The operation was performed without unexpected complications. However, the patient's LV function had deteriorated significantly, and she could not be weaned from cardiopulmonary bypass. In addition, hemostasis was difficult to achieve. Thus, a percutaneous LV assist device, Impella 2.5 (Abiomed, Tokyo, Japan), was inserted. Despite circulatory assistance, central extracorporeal membrane oxygenation was required in her second postoperative week. Extracorporeal membrane oxygenation was weaned with intra-aortic balloon pumping, and all mechanical circulatory supports were removed on postoperative day (POD) 16. Respiratory supports were stopped on POD 43. Renal replacement therapy was necessary from POD 2 to POD 58. Brain magnetic resonance imaging showed no signs of abnormality. She was discharged on POD 80 and was provided with home oxygen therapy.

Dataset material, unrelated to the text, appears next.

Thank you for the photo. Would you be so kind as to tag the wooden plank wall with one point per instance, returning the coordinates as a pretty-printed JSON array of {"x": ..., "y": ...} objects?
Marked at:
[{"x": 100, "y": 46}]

One year after the surgery, cardiac catheterization was performed (Table 1). PAH had improved, and the LV was functioning efficiently. Her serum creatinine level had increased from 0.57 mg/dL to 0.84 mg/dL, and her estimated glomerular filtration rate had reduced from 98 mg/min/1.73 m2 to 64 mg/min/1.73 m2, indicating that chronic kidney disease occurred since the operation. Her New York Heart Association functional classification remained at class II.

Discussion

We discuss the first reported case of single-stage ASO conversion for an adult patient with dTGA and PAH due to a baffle leak after a Senning procedure. We considered three issues regarding this case.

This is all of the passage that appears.